The detection makes San Francisco the first U.S. city to find a case with the variant. Omicron also has been detected in nearly two dozen countries, including Canada, the United Kingdom and South Africa, where it was first reported.

“We knew that it was only a matter of time until the Omicron variant was detected in our city, and the work that we have done to this point has prepared us to handle this variant,” said Mayor London Breed. “We continue to encourage everyone to get vaccinated, get boosted and take steps to keep each other safe.”

San Francisco officials said The City was a likely spot for detection given its high volume of international travelers.

The variant was discovered through genomic sequencing at UCSF after the individual came forward.

Dr. Charles Chiu at UCSF confirmed the case sample was received Tuesday at 8 p.m. Within hours the lab had test results showing potential for an Omicron variant. The crew then sequenced the viral genome and by 4 a.m. Wednesday had determined it was an Omicron infection.
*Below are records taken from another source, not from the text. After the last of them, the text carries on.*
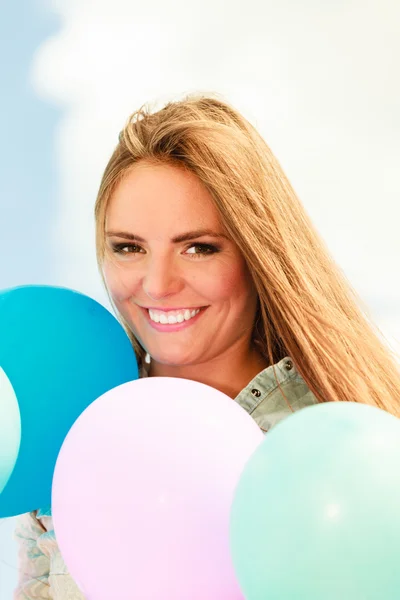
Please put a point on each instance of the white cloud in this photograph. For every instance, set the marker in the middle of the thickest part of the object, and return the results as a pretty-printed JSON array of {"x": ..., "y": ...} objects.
[{"x": 320, "y": 80}]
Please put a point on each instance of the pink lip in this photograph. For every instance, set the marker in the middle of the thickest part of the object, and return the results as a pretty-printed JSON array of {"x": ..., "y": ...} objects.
[
  {"x": 166, "y": 309},
  {"x": 177, "y": 326}
]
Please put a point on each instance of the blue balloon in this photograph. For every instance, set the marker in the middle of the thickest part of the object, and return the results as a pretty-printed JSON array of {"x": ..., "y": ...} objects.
[
  {"x": 60, "y": 351},
  {"x": 316, "y": 511},
  {"x": 10, "y": 434}
]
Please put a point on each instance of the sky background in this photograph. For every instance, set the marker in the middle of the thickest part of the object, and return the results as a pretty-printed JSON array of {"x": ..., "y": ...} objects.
[{"x": 320, "y": 80}]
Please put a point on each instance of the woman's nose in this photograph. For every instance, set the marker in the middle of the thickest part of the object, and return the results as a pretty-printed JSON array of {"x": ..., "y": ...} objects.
[{"x": 161, "y": 280}]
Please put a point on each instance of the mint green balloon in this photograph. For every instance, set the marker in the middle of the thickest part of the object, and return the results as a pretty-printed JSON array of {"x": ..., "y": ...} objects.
[
  {"x": 10, "y": 429},
  {"x": 316, "y": 514}
]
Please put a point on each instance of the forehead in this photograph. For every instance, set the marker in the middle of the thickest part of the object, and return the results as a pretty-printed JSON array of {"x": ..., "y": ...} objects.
[{"x": 161, "y": 197}]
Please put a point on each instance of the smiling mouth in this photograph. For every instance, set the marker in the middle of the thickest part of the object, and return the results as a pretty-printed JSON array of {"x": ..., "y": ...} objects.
[{"x": 174, "y": 318}]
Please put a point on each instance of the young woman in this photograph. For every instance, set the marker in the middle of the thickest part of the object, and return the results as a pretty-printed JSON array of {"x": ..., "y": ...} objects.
[{"x": 219, "y": 276}]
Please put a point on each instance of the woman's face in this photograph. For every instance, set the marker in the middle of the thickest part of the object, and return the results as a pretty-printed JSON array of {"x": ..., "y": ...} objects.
[{"x": 180, "y": 283}]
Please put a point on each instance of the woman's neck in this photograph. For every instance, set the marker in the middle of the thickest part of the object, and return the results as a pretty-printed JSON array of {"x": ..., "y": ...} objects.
[{"x": 229, "y": 373}]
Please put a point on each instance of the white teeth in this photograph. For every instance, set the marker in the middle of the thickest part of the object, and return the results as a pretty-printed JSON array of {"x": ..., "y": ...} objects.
[{"x": 177, "y": 316}]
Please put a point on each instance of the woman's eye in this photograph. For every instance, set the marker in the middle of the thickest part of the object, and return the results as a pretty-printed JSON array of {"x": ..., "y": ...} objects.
[
  {"x": 126, "y": 248},
  {"x": 202, "y": 249}
]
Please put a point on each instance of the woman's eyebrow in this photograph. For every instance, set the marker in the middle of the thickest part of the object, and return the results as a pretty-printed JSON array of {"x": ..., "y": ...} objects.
[{"x": 183, "y": 237}]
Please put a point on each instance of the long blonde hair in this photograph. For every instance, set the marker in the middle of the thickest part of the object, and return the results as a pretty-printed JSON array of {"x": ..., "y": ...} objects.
[{"x": 307, "y": 309}]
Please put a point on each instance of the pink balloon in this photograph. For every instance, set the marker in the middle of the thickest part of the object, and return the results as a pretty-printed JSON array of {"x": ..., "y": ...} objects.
[{"x": 143, "y": 488}]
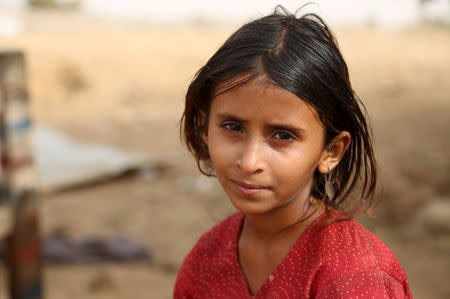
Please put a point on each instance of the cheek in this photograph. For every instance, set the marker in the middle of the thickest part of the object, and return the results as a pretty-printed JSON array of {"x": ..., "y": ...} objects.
[{"x": 220, "y": 151}]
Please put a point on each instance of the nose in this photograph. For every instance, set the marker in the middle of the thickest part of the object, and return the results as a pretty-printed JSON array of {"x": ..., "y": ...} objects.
[{"x": 251, "y": 158}]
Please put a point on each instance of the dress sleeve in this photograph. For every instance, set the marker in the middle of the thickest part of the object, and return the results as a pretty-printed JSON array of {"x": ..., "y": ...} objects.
[
  {"x": 365, "y": 284},
  {"x": 183, "y": 282}
]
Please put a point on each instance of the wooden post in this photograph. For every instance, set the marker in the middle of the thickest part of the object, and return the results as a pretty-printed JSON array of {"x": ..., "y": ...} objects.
[{"x": 17, "y": 181}]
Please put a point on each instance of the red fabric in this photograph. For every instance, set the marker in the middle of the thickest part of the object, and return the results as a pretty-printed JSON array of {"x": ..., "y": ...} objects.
[{"x": 339, "y": 260}]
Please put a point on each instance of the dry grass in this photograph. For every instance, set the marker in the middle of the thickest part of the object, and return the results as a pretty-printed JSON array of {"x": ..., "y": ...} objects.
[{"x": 125, "y": 85}]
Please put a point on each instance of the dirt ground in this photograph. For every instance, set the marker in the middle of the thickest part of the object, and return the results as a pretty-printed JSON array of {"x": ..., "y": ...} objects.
[{"x": 124, "y": 86}]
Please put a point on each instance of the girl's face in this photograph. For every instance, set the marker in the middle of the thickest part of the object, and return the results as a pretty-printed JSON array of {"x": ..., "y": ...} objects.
[{"x": 265, "y": 144}]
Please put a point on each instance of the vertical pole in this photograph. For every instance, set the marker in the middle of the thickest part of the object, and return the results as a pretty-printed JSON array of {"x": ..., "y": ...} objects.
[{"x": 17, "y": 185}]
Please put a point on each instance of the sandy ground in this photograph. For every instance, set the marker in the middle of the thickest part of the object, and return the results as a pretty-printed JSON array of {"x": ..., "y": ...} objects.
[{"x": 124, "y": 86}]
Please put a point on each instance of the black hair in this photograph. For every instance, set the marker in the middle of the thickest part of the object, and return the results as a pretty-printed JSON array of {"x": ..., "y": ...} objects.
[{"x": 300, "y": 55}]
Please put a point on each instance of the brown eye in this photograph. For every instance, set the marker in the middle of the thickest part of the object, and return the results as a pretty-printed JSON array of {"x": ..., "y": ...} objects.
[
  {"x": 283, "y": 136},
  {"x": 232, "y": 127}
]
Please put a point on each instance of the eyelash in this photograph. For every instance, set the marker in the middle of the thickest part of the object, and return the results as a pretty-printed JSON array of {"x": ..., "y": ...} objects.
[{"x": 237, "y": 128}]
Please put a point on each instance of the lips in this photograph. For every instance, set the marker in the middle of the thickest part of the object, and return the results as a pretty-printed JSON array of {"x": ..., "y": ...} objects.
[{"x": 247, "y": 188}]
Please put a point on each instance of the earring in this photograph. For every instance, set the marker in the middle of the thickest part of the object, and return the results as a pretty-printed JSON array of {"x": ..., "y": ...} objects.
[{"x": 329, "y": 190}]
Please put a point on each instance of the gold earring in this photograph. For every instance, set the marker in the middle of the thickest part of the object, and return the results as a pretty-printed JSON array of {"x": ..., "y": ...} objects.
[{"x": 329, "y": 190}]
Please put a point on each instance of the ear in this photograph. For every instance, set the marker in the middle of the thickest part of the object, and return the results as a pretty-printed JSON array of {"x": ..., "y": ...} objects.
[
  {"x": 333, "y": 153},
  {"x": 202, "y": 119}
]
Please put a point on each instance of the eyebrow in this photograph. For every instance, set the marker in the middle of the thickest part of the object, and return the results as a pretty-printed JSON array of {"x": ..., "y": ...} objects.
[{"x": 282, "y": 127}]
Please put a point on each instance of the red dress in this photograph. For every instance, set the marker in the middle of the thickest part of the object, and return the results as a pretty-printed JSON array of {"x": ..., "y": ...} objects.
[{"x": 339, "y": 260}]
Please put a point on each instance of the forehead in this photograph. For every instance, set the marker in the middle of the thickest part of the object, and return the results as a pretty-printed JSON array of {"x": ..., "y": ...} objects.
[{"x": 260, "y": 100}]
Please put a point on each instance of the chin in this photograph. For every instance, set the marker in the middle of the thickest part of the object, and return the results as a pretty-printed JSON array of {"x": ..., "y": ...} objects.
[{"x": 249, "y": 207}]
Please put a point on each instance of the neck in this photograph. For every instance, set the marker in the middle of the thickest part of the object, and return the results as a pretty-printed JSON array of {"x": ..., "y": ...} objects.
[{"x": 266, "y": 228}]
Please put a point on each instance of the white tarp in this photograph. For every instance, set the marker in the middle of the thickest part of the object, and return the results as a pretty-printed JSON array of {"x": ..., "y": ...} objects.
[{"x": 63, "y": 163}]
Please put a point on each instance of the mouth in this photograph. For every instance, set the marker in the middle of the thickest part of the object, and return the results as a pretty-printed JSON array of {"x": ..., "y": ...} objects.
[{"x": 247, "y": 188}]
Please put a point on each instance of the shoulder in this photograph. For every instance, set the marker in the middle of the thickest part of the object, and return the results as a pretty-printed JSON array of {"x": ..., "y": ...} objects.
[
  {"x": 217, "y": 238},
  {"x": 211, "y": 254},
  {"x": 352, "y": 259}
]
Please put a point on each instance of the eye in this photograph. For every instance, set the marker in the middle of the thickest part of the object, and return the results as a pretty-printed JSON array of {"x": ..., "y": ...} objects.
[
  {"x": 232, "y": 127},
  {"x": 283, "y": 136}
]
S.F. Health Officer Dr. Susan Philip said Tuesday no close contacts have tested positive for the virus and the health department is continuing to speak with the individual who was infected to see if the person may have come into contact with anyone else. “It is possible,” Philip said when asked whether the person could have exposed others to the virus.

“Get vaccinated for goodness sake if you aren’t already,” Colfax said.

Compared with other variants, Omicron has more mutations, and it contains the highly infectious Delta mutation that is still the most prevalent in California. That’s led some scientists to fear that the latest variant could pose a dangerous new threat as the Delta wave subsides.

“We see the same mutants in Delta that we are now seeing in Omicron,” said Nevan Krogan, director of the QBI Coronavirus Research Group at UCSF. “These mutants in Omicron have combined with potent spike mutations. If there was a greatest hits album, this virus has it all.”

Some experts worry the large collection of mutations — including many that have been associated with other variants of concern — could make Omicron a problematic new threat in a pandemic that many hoped was winding down.

At this time, San Francisco’s Department of Health does not anticipate changing any health orders or restrictions in The City, Colfax said.

“Some people are worried this could mean a new lockdown. But I don’t think so,” said Philip. “Nothing we are seeing now from a public health standpoint tells me we need to change our approach.”